0

Hi I am trying to write dynamic filenames using variable substitution and I unable to figure out what am i missing here.

for i in `cat justPid.csv`
 do 
 awk -v var="$i" -F"," '{if ($1==var) {print $0 }}' uniqPid.csv > "$i"file.txt
done

I have also tried the one below and many other combinations but it wont print multiple file names based on the $i.

for i in `cat justPid.csv`
 do 
 awk -v var="$i" -F"," '{if ($1==var) {print $0 }}' uniqPid.csv > ${i}_file.txt
done

Any suggestions?

Edit: my original intent is to split a 27gb file into manageable chunks based on PID (identifier in the file) so that it can be loaded onto R Studio for analysis. I am working on my laptop and not on a server hence the need to break them into small files. Also I am using the ("new") ubuntu bash shell on windows.

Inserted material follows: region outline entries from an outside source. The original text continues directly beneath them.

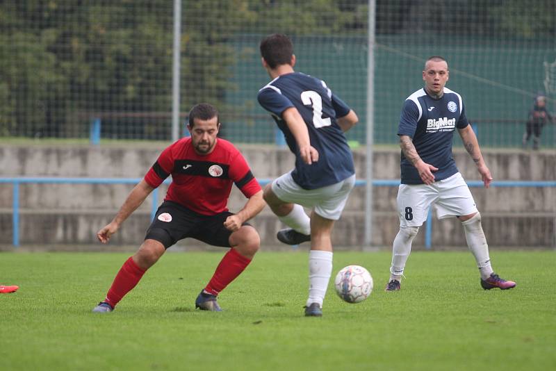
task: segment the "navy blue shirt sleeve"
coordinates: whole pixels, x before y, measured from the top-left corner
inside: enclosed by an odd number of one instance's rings
[[[415,102],[407,99],[402,109],[402,117],[400,117],[400,125],[398,127],[398,135],[409,135],[413,138],[417,130],[417,122],[419,119],[419,109]]]
[[[287,108],[295,107],[290,99],[272,88],[263,88],[259,92],[257,99],[264,109],[279,117]]]
[[[332,107],[336,111],[336,118],[343,117],[351,110],[350,106],[338,97],[334,93],[332,93]]]
[[[465,106],[461,104],[461,114],[459,115],[459,119],[457,121],[456,127],[457,129],[465,129],[468,124],[469,122],[467,121],[467,117],[465,115]]]

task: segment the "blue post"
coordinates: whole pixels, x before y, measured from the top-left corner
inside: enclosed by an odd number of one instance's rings
[[[13,199],[12,199],[12,230],[13,231],[13,245],[19,246],[19,183],[13,182]]]
[[[275,140],[276,140],[276,145],[280,147],[286,145],[286,137],[284,136],[282,131],[277,127],[275,129]]]
[[[425,226],[425,248],[430,250],[432,245],[432,211],[429,208],[429,214],[427,215],[427,225]]]
[[[151,222],[154,220],[154,217],[156,215],[156,209],[158,208],[158,188],[154,188],[152,191],[152,206],[151,207]]]
[[[100,119],[99,117],[91,119],[89,141],[92,145],[98,145],[100,143]]]

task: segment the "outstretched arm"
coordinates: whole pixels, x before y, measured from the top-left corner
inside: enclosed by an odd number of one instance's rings
[[[471,156],[471,158],[473,159],[475,165],[477,165],[477,170],[481,174],[484,188],[488,188],[492,182],[492,176],[491,175],[491,171],[486,167],[486,164],[484,163],[475,131],[471,129],[471,125],[468,125],[464,129],[459,129],[458,131],[459,131],[459,135],[461,137],[461,141],[464,142],[464,147],[467,153]]]
[[[434,167],[432,165],[423,161],[417,149],[413,144],[413,140],[409,135],[400,135],[400,147],[404,156],[407,158],[419,172],[419,176],[425,184],[432,184],[434,182],[434,174],[432,172],[438,170],[438,167]]]
[[[318,160],[318,152],[311,147],[311,140],[309,137],[309,130],[303,121],[297,108],[290,107],[282,113],[282,118],[288,125],[288,128],[291,131],[297,147],[300,149],[300,155],[303,161],[311,165],[313,162]]]
[[[355,114],[353,110],[350,110],[350,112],[345,116],[336,119],[338,125],[340,126],[344,133],[354,126],[359,120],[357,115]]]
[[[111,236],[120,229],[122,223],[143,203],[154,188],[142,179],[129,192],[120,211],[109,224],[97,233],[97,238],[102,243],[107,243]]]
[[[243,208],[237,214],[229,216],[224,222],[224,226],[229,230],[236,231],[241,228],[241,224],[259,214],[266,205],[263,199],[263,190],[257,192],[245,203]]]

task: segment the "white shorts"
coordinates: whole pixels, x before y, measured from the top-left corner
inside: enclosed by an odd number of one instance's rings
[[[478,212],[469,187],[459,172],[430,186],[400,184],[397,201],[400,226],[423,225],[432,205],[439,219]]]
[[[355,174],[331,186],[305,190],[293,181],[290,172],[275,179],[272,187],[281,201],[300,204],[313,209],[322,217],[338,220],[354,184]]]

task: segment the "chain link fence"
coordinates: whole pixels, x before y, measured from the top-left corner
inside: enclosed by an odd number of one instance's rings
[[[520,146],[539,94],[555,106],[554,0],[379,0],[375,16],[375,142],[394,144],[403,101],[422,86],[431,55],[449,63],[483,146]],[[368,1],[182,0],[181,122],[192,105],[222,113],[222,135],[272,143],[256,101],[268,77],[258,45],[294,41],[300,71],[325,80],[366,123]],[[172,0],[0,3],[0,137],[102,140],[171,135]],[[96,121],[95,121],[96,120]],[[541,148],[554,148],[547,124]],[[183,129],[183,128],[182,128]],[[364,142],[365,125],[348,134]]]

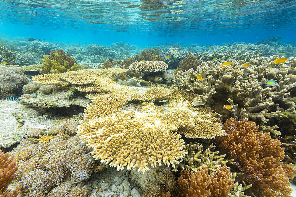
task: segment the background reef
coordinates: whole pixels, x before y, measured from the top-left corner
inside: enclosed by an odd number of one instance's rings
[[[0,195],[289,196],[296,46],[281,38],[0,39]]]

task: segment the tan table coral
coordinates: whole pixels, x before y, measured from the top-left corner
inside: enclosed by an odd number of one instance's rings
[[[134,62],[129,66],[129,69],[147,72],[155,72],[168,68],[168,65],[161,61],[144,61]]]

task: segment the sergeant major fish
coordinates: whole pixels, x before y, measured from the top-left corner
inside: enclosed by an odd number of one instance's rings
[[[19,102],[21,100],[21,99],[19,99],[19,98],[17,97],[13,96],[8,97],[6,98],[6,99],[12,101],[16,101],[17,102]]]

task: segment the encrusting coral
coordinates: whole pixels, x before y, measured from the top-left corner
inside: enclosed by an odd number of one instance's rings
[[[258,128],[247,119],[227,120],[222,127],[227,135],[217,137],[216,144],[238,163],[243,180],[253,185],[251,190],[257,196],[277,196],[278,192],[290,196],[289,180],[296,168],[281,161],[284,157],[281,142],[269,133],[257,131]]]
[[[13,191],[8,189],[17,170],[15,160],[12,154],[4,153],[0,149],[0,197],[16,197],[20,188],[19,185]]]
[[[75,71],[84,68],[77,64],[75,59],[67,52],[67,55],[62,49],[51,51],[49,56],[44,56],[41,72],[44,74],[60,73],[67,71]]]
[[[78,125],[75,121],[69,120],[58,123],[47,131],[32,129],[14,149],[12,153],[18,167],[16,175],[23,193],[28,196],[44,196],[67,180],[70,179],[74,187],[89,178],[96,163],[90,150],[75,135]],[[46,142],[37,139],[48,131],[54,133],[46,134],[52,138],[50,140]]]

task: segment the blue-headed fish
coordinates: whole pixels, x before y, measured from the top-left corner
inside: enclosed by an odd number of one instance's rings
[[[17,97],[15,97],[10,96],[6,98],[6,99],[7,100],[11,100],[12,101],[16,101],[17,102],[19,102],[21,99],[19,99],[19,98]]]

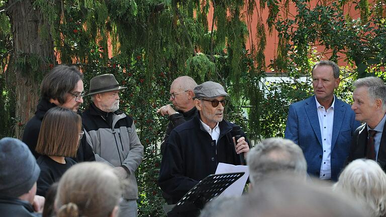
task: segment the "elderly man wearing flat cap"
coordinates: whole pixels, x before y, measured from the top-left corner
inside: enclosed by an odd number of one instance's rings
[[[138,189],[135,170],[143,158],[133,119],[119,110],[120,86],[111,74],[99,75],[90,81],[92,102],[83,113],[82,121],[90,140],[97,161],[114,167],[117,175],[130,185],[123,190],[120,216],[137,216]]]
[[[229,95],[224,87],[207,81],[194,91],[199,115],[171,132],[161,164],[158,183],[171,196],[172,203],[214,174],[219,163],[241,164],[238,155],[249,150],[243,133],[235,146],[231,132],[235,125],[223,119]]]

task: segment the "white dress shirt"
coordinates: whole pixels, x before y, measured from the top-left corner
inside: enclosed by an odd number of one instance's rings
[[[203,122],[201,120],[200,121],[201,122],[201,124],[203,125],[204,129],[211,135],[212,140],[216,140],[216,144],[217,145],[217,140],[220,137],[220,128],[219,127],[219,123],[217,122],[217,125],[216,125],[213,130],[211,129],[210,127],[208,126],[206,124]]]
[[[334,105],[335,103],[335,97],[334,96],[332,104],[327,111],[326,111],[324,106],[319,103],[316,99],[316,97],[315,100],[323,148],[319,178],[321,179],[330,179],[331,178],[331,140],[332,128],[334,126]]]

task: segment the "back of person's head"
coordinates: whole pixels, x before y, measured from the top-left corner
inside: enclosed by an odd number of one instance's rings
[[[40,96],[46,100],[57,99],[60,104],[66,101],[66,94],[71,92],[83,74],[74,66],[58,65],[43,79]]]
[[[353,89],[367,87],[368,97],[371,101],[381,99],[383,108],[386,109],[386,85],[383,80],[378,77],[366,77],[354,81],[352,86]]]
[[[44,207],[43,209],[42,217],[51,217],[54,215],[55,213],[54,203],[55,203],[55,197],[56,196],[58,184],[58,182],[52,184],[48,188],[48,190],[47,191],[47,193],[44,196],[46,200],[44,201]]]
[[[352,194],[366,208],[369,216],[386,214],[386,174],[373,160],[351,162],[341,173],[334,189]]]
[[[256,183],[270,173],[295,173],[305,179],[307,164],[303,152],[293,142],[271,138],[262,141],[248,153],[249,179]]]
[[[57,217],[115,215],[122,196],[121,184],[105,164],[83,162],[73,166],[59,182]]]
[[[175,79],[170,86],[180,90],[188,90],[193,89],[197,86],[197,83],[194,79],[188,76],[182,76]]]
[[[43,118],[36,152],[47,156],[75,157],[81,131],[80,116],[67,108],[50,108]]]
[[[9,137],[0,140],[0,197],[17,198],[28,193],[40,173],[36,160],[25,144]],[[30,197],[35,194],[36,189]]]
[[[212,217],[364,217],[361,206],[330,186],[295,176],[270,175]]]
[[[200,217],[212,217],[219,210],[232,207],[235,201],[238,199],[236,196],[219,196],[215,198],[205,205],[200,214]]]

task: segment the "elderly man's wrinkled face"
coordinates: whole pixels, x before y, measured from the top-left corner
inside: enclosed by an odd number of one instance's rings
[[[184,89],[176,87],[176,85],[170,86],[170,97],[169,100],[177,110],[184,110],[186,105],[189,103],[187,92]]]
[[[354,102],[351,109],[355,113],[355,120],[369,123],[375,116],[376,104],[374,100],[368,95],[368,88],[365,86],[358,87],[352,94]]]
[[[100,109],[106,112],[114,112],[119,109],[119,90],[99,94],[101,94]]]
[[[215,127],[217,123],[222,122],[224,118],[225,100],[225,96],[200,99],[201,105],[198,109],[200,110],[201,121],[211,128]],[[218,104],[214,107],[213,104],[217,102],[216,100],[219,102]]]

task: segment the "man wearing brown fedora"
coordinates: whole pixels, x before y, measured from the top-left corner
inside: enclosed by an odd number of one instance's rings
[[[118,176],[130,183],[123,190],[119,216],[131,217],[137,216],[135,172],[143,158],[143,146],[133,119],[119,110],[120,90],[126,88],[120,86],[111,74],[92,78],[87,94],[92,102],[83,113],[82,121],[96,161],[115,167]]]

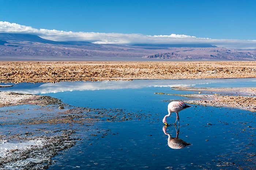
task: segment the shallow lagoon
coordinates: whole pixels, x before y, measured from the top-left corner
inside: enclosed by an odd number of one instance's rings
[[[233,169],[255,167],[255,113],[193,105],[181,112],[178,135],[191,145],[173,149],[163,131],[168,104],[163,101],[185,98],[154,93],[194,92],[170,88],[178,86],[255,87],[255,82],[256,79],[241,79],[20,83],[4,89],[43,94],[75,106],[118,108],[144,115],[124,122],[95,122],[89,128],[90,134],[86,125],[72,127],[76,130],[74,137],[82,140],[54,157],[50,169]],[[168,123],[174,123],[175,115],[167,118]],[[176,136],[173,126],[166,132]]]

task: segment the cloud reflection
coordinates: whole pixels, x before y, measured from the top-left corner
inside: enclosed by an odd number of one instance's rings
[[[46,83],[38,87],[22,86],[16,84],[8,91],[22,93],[45,94],[75,90],[96,90],[141,88],[150,87],[173,87],[195,86],[211,83],[239,83],[256,81],[255,79],[135,80],[133,81],[60,82]],[[15,87],[19,86],[15,89]],[[21,87],[20,87],[21,86]]]

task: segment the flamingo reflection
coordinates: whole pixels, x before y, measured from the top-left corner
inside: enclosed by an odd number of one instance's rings
[[[180,133],[179,127],[178,129],[178,130],[177,130],[177,129],[175,126],[175,130],[176,130],[176,138],[172,137],[171,135],[166,133],[166,130],[167,127],[167,126],[163,126],[163,131],[165,135],[168,135],[168,146],[169,146],[169,147],[172,149],[182,149],[191,145],[178,138],[179,133]]]

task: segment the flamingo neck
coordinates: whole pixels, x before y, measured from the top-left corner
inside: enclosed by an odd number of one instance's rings
[[[169,110],[169,109],[168,110],[168,114],[165,116],[163,117],[163,123],[165,123],[167,122],[167,121],[166,120],[166,118],[167,117],[169,117],[171,115],[171,112],[170,111],[170,110]]]

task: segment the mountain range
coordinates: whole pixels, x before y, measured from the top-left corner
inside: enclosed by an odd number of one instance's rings
[[[99,44],[0,33],[0,60],[256,60],[256,49],[228,49],[205,44]]]

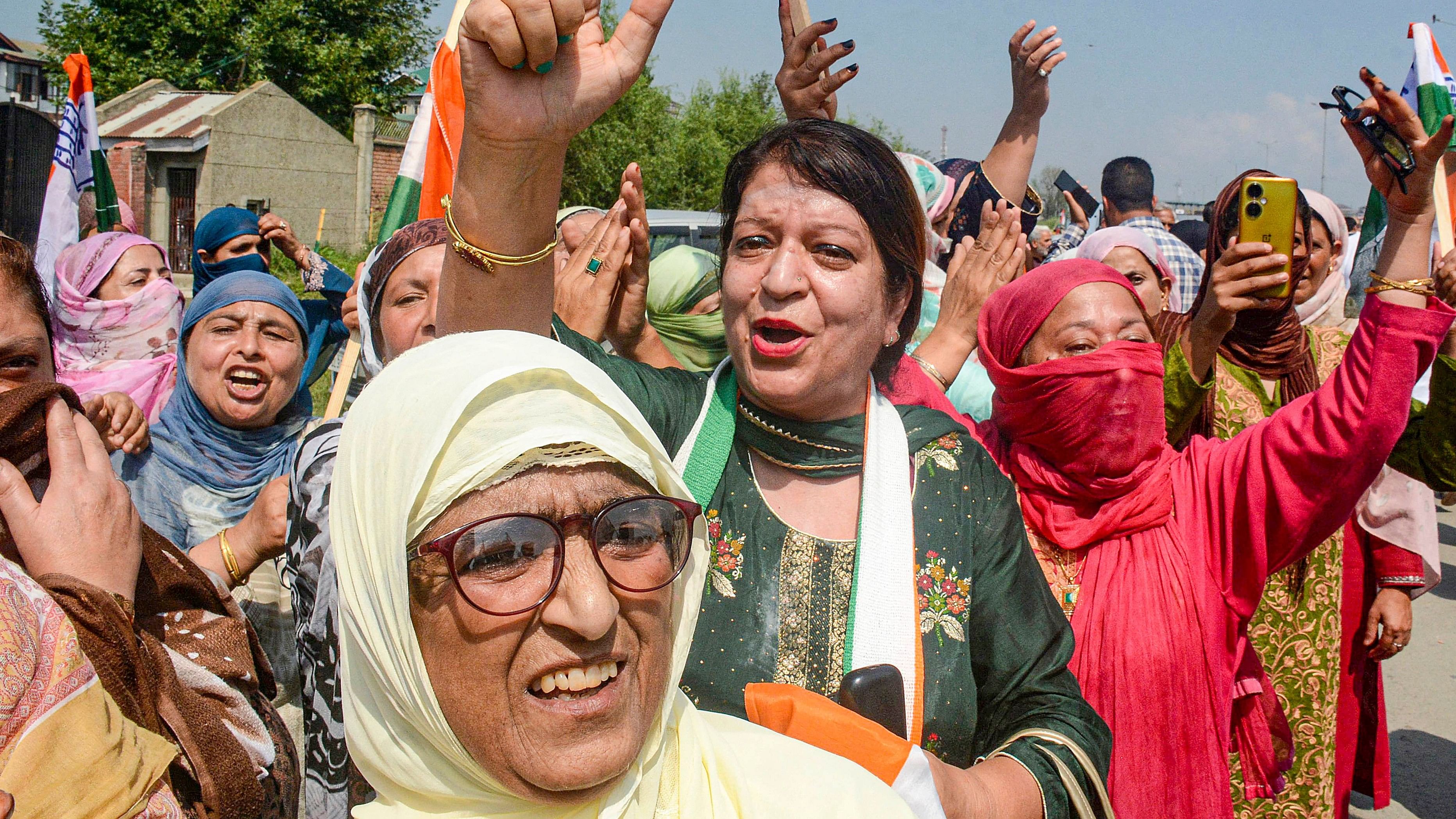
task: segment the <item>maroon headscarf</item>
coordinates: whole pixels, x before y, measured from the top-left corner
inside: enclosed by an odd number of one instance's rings
[[[1085,284],[1123,273],[1091,259],[1041,265],[981,308],[981,364],[996,394],[987,448],[1022,492],[1038,535],[1063,548],[1127,537],[1168,521],[1174,450],[1163,420],[1163,356],[1155,343],[1112,342],[1096,352],[1016,367],[1047,316]]]
[[[1233,182],[1229,182],[1213,205],[1213,224],[1208,225],[1208,244],[1204,247],[1204,262],[1207,273],[1198,288],[1188,313],[1163,313],[1158,319],[1158,340],[1165,346],[1179,339],[1188,329],[1188,323],[1198,314],[1203,300],[1208,295],[1213,281],[1213,263],[1219,260],[1229,244],[1224,218],[1230,208],[1239,205],[1239,191],[1249,176],[1275,176],[1268,170],[1245,170]],[[1300,196],[1300,220],[1305,224],[1305,236],[1309,236],[1309,209],[1303,207]],[[1309,269],[1309,255],[1294,256],[1290,265],[1290,295],[1280,300],[1273,310],[1245,310],[1233,320],[1233,329],[1223,336],[1219,345],[1219,356],[1229,364],[1242,367],[1270,381],[1280,383],[1280,397],[1289,403],[1303,394],[1319,388],[1319,374],[1315,371],[1315,355],[1309,348],[1309,335],[1299,323],[1299,313],[1294,310],[1294,289]],[[1190,435],[1213,438],[1214,391],[1194,416]]]

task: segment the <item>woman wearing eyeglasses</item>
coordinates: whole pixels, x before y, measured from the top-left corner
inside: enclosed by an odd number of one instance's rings
[[[354,404],[333,476],[344,727],[379,793],[354,816],[910,816],[853,762],[677,690],[706,527],[579,355],[508,332],[411,351]]]
[[[936,810],[1060,819],[1099,800],[1111,739],[1067,671],[1072,631],[1010,482],[958,422],[877,390],[917,326],[926,257],[898,157],[823,119],[741,150],[719,208],[729,358],[713,374],[628,361],[661,343],[638,265],[614,282],[622,320],[607,336],[622,356],[609,356],[553,323],[553,218],[566,145],[632,84],[670,3],[636,0],[606,42],[594,3],[550,6],[513,17],[476,0],[464,13],[467,138],[440,327],[555,333],[676,452],[713,556],[683,672],[693,704],[761,717],[750,687],[824,704],[847,672],[893,665],[900,742],[923,749]],[[530,70],[513,68],[527,57]],[[588,273],[617,275],[603,259],[623,233],[633,260],[646,253],[641,192],[629,169],[598,260],[578,260]],[[840,748],[824,735],[844,717],[789,730]]]

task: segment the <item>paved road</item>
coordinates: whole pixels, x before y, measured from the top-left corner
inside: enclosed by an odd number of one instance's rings
[[[1440,586],[1415,601],[1415,630],[1385,663],[1390,791],[1385,810],[1357,796],[1357,819],[1456,819],[1456,509],[1443,509]]]

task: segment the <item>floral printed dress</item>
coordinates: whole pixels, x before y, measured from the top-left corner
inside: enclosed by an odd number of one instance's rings
[[[561,321],[556,335],[616,381],[668,452],[687,439],[708,374],[607,355]],[[1044,727],[1067,735],[1104,767],[1111,738],[1067,671],[1072,630],[1026,547],[1010,482],[945,413],[895,409],[914,452],[922,746],[968,767],[1019,730]],[[753,457],[802,464],[820,476],[858,473],[863,423],[863,416],[804,423],[740,399],[732,450],[705,512],[713,564],[681,682],[697,707],[744,717],[750,682],[789,682],[831,698],[839,692],[858,541],[786,525],[763,500]],[[1051,759],[1026,739],[1008,752],[1037,778],[1045,815],[1067,816]],[[1053,752],[1080,771],[1069,752]],[[1092,793],[1089,783],[1083,790]]]

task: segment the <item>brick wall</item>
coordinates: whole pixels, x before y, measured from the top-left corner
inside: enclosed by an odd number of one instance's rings
[[[374,143],[374,179],[370,182],[368,212],[374,221],[389,207],[389,192],[395,189],[399,176],[399,160],[405,157],[402,145]]]
[[[116,185],[116,198],[127,202],[135,215],[137,227],[147,230],[147,145],[146,143],[116,143],[106,151],[111,180]]]

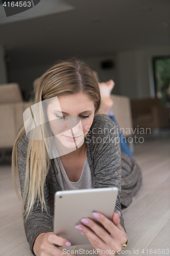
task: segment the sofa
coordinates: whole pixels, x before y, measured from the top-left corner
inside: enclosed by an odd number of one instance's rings
[[[0,84],[0,148],[13,147],[23,112],[33,104],[23,101],[18,83]]]
[[[23,122],[23,113],[34,104],[24,102],[19,84],[16,83],[0,84],[0,149],[12,148],[17,132]],[[116,120],[126,137],[128,128],[132,129],[132,122],[130,99],[112,95],[112,108]]]

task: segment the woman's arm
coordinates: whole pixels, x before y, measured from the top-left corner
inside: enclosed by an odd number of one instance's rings
[[[17,146],[18,167],[21,196],[23,197],[26,176],[26,163],[28,139],[26,135],[18,142]],[[33,206],[33,211],[28,217],[23,218],[23,225],[28,242],[31,251],[37,256],[45,253],[46,256],[56,256],[61,254],[61,250],[55,245],[60,246],[69,246],[70,243],[66,239],[56,236],[53,232],[53,219],[50,215],[48,204],[48,191],[47,182],[44,186],[44,196],[48,212],[42,207],[40,200],[37,198]],[[24,211],[26,205],[24,206]]]
[[[121,212],[122,158],[118,127],[106,115],[97,115],[90,131],[87,146],[94,166],[90,167],[93,168],[94,186],[117,187],[118,193],[114,211]],[[122,214],[120,220],[126,231]]]

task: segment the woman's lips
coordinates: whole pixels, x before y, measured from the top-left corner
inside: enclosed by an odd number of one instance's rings
[[[75,137],[66,136],[65,135],[63,135],[63,136],[70,141],[74,141],[74,140],[76,140],[77,139],[78,139],[79,137],[80,137],[80,135]]]

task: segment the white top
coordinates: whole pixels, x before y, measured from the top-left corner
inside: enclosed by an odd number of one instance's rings
[[[80,179],[76,182],[73,182],[69,180],[59,157],[54,158],[54,162],[58,170],[56,177],[61,190],[83,189],[94,188],[93,177],[90,170],[87,157],[84,162]]]

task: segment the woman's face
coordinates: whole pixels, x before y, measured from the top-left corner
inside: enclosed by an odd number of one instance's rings
[[[94,118],[94,102],[82,92],[59,96],[58,100],[59,106],[55,99],[47,108],[50,128],[63,146],[72,148],[89,130]]]

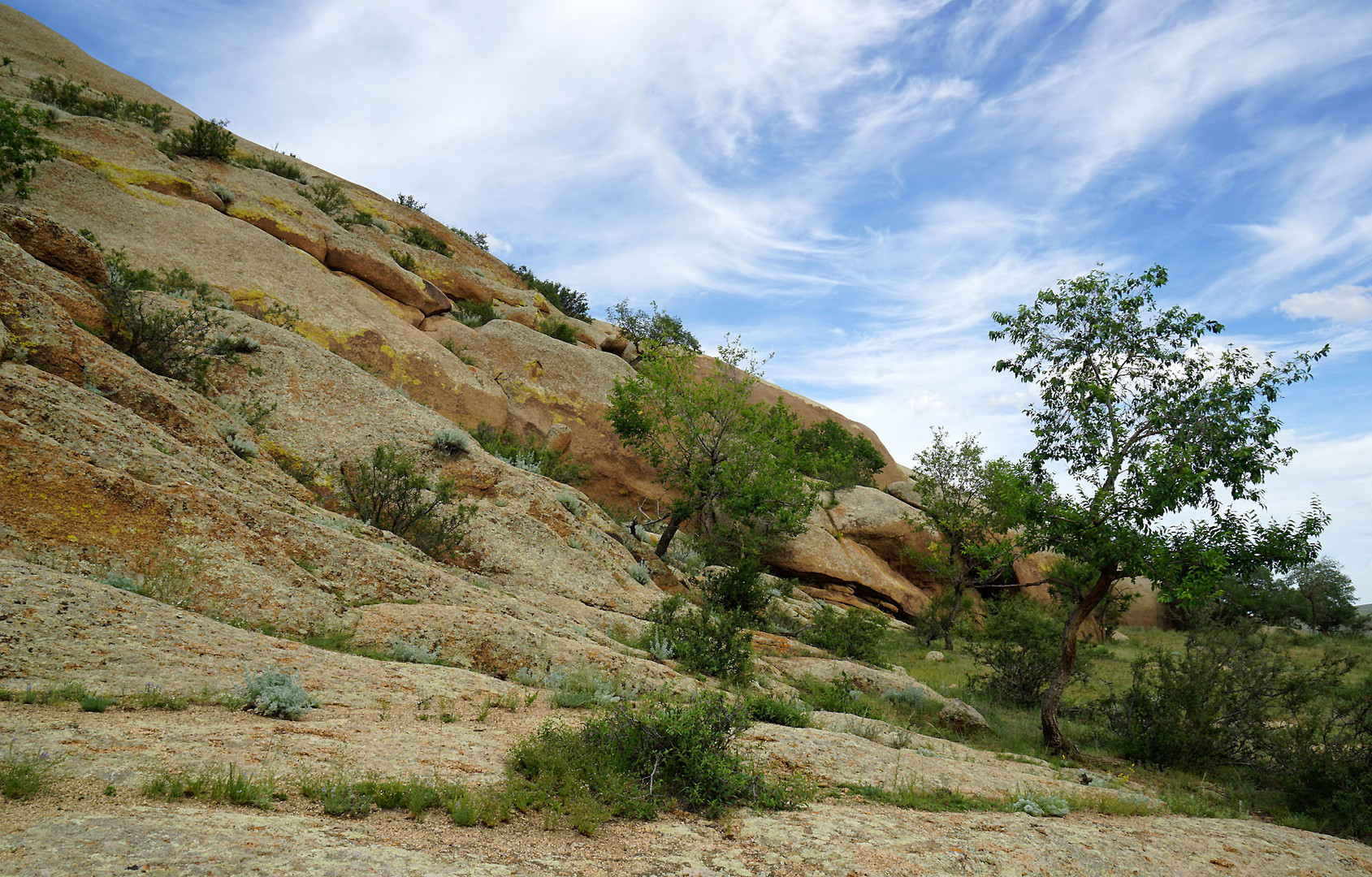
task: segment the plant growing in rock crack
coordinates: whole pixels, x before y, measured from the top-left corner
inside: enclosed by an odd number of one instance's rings
[[[343,464],[340,482],[358,517],[388,530],[438,560],[461,550],[476,506],[457,500],[451,478],[431,479],[399,445],[380,445],[370,460]]]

The smaller test files I am working on look like what Jithin has posted. I will try out the suggestions and will update this post!

$cat justPid.csv
aaaa
bbbb
cccc

$cat uniqPid.csv
aaaa,1234567890
aaaa,aaaaaaaaaa
aaaa,bbbbbbbbbb
bbbb,1234567890
cccc,1234567890
dddd,cccccccccc
ffff,1234567890
  • using `for` is not advisable, see http://mywiki.wooledge.org/BashFAQ/001 for how to read file... show some 2-3 lines each of `justPid.csv` and `uniqPid.csv` and then show what is your required output.. – Sundeep Dec 19 '17 at 04:22
  • 1
    My first suggestion would be either do it all in bash or all in awk as there is no reason to use both in this situation – grail Dec 19 '17 at 06:53
  • [edit] your question to include concise, testable sample input and expected output. – Ed Morton Dec 19 '17 at 13:23

2 Answers2

1

I am not quite sure this is what you are looking for, let

input files

$cat justPid.csv
aaaa
bbbb
cccc

$cat uniqPid.csv
aaaa,1234567890
aaaa,aaaaaaaaaa
aaaa,bbbbbbbbbb
bbbb,1234567890
cccc,1234567890
dddd,cccccccccc
ffff,1234567890

script using for loop

for i in $(cat justPid.csv)
do
    awk -v var=${i} -F, '$1==var' uniqPid.csv > ${i}_file.txt
done

script using while loop

while read -r i
do
    awk -v var=${i} -F, '$1==var' uniqPid.csv > ${i}_file.txt
done < justPid.csv

Output

$ cat aaaa_file.txt
aaaa,1234567890
aaaa,aaaaaaaaaa
aaaa,bbbbbbbbbb

$ cat bbbb_file.txt
bbbb,1234567890

$ cat cccc_file.txt
cccc,1234567890

note: It is not advised to use for loop, see the link Use a while loop and the read command , Don't Read Lines With For

Jithin Scaria
  • 1,271
  • 1
  • 15
  • 26
  • http://mywiki.wooledge.org/DontReadLinesWithFor and [use quotes](https://stackoverflow.com/questions/10067266/when-to-wrap-quotes-around-a-shell-variable) – tripleee Dec 19 '17 at 10:49
  • Awk naturally wants a condition and `{print $0 }'` is the default action so you really should refactor the script to just `awk -v var="$i" -F, '$1 == var'` – tripleee Dec 19 '17 at 10:50
  • ... but if the OP's code is failing, I'm guessing this won't work either. The question doesn't really reveal what's wrong (DOS line endings?) – tripleee Dec 19 '17 at 10:51
  • Correct, question doesn't reveal that . and edited to have the change mentioned. – Jithin Scaria Dec 19 '17 at 11:11
  • Guys, Both the answers provided by Jithin and Ed are correct! However my issue was ^M character which I fixed with good old dos2unix command. Control character was messing up my original commands. – user5878832 Dec 19 '17 at 17:52
0

Without sample input/output it's just an untested guess but I THINK all you need is either::

awk -F, '{print > ($1"_file.txt")}' uniqPid.csv

or maybe:

awk -F, 'NR==FNR{a[$1];next} $1 in a{print > ($1"_file.txt")}' justPid.csv uniqPid.csv

So far I don't see any reason for a loop at all. You might need to close the output files as you go but we can address that if/when you provide sample input/output and tell us whether or not you have GNU awk.

Ed Morton
  • 188,023
  • 17
  • 78
  • 185